Modern Interpretation By Historians
For some time the existence of the word bretwalda in the Anglo-Saxon Chronicle, which was based in part on the list given by Bede in his Historia Ecclesiastica, led historians to think that there was perhaps a 'title' held by Anglo-Saxon overlords. This was particularly attractive as it would lay the foundations for the establishment of an English monarchy. The 20th-century historian Frank Stenton said of the Anglo-Saxon chronicler that "his inaccuracy is more than compensated by his preservation of the English title applied to these outstanding kings". He argued that the term bretwalda "falls into line with the other evidence which points to the Germanic origin of the earliest English institutions".

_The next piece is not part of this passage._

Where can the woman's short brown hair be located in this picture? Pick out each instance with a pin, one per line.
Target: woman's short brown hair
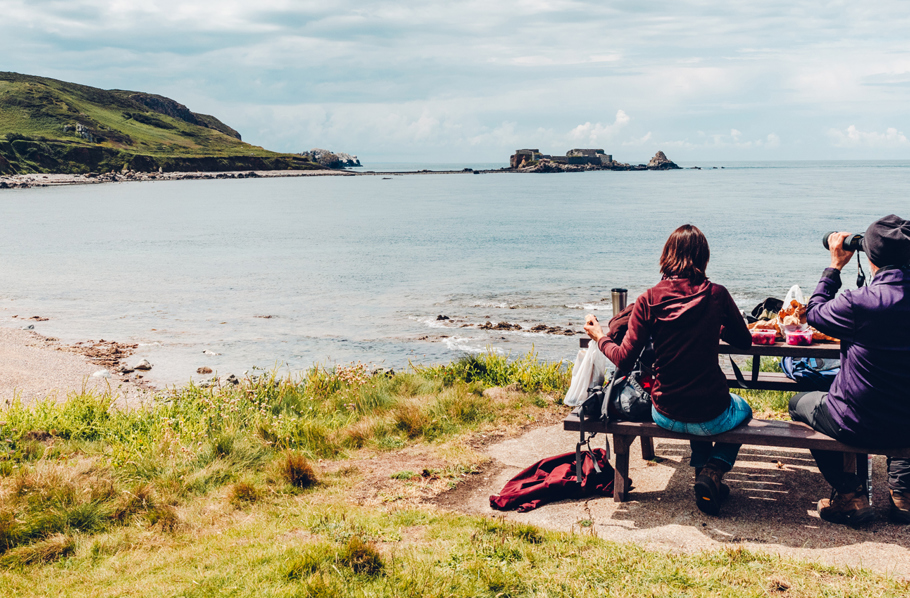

Over the later 20th century this assumption was increasingly challenged. Patrick Wormald interpreted it as "less an objectively realized office than a subjectively perceived status" and emphasized the partiality of its usage in favour of Southumbrian rulers. In 1991, Steven Fanning argued that "it is unlikely that the term ever existed as a title or was in common usage in Anglo-Saxon England". The fact that Bede never mentioned a special title for the kings in his list implies that he was unaware of one. In 1995, Simon Keynes observed that "if Bede's concept of the Southumbrian overlord, and the chronicler's concept of the 'Bretwalda', are to be regarded as artificial constructs, which have no validity outside the context of the literary works in which they appear, we are released from the assumptions about political development which they seem to involve... we might ask whether kings in the eighth and ninth centuries were quite so obsessed with the establishment of a pan-Southumbrian state".
Modern interpretations view the concept of bretwaldaship as complex and an important indicator of how a 9th-century chronicler interpreted history and attempted to insert the increasingly more powerful Saxon kings into that history.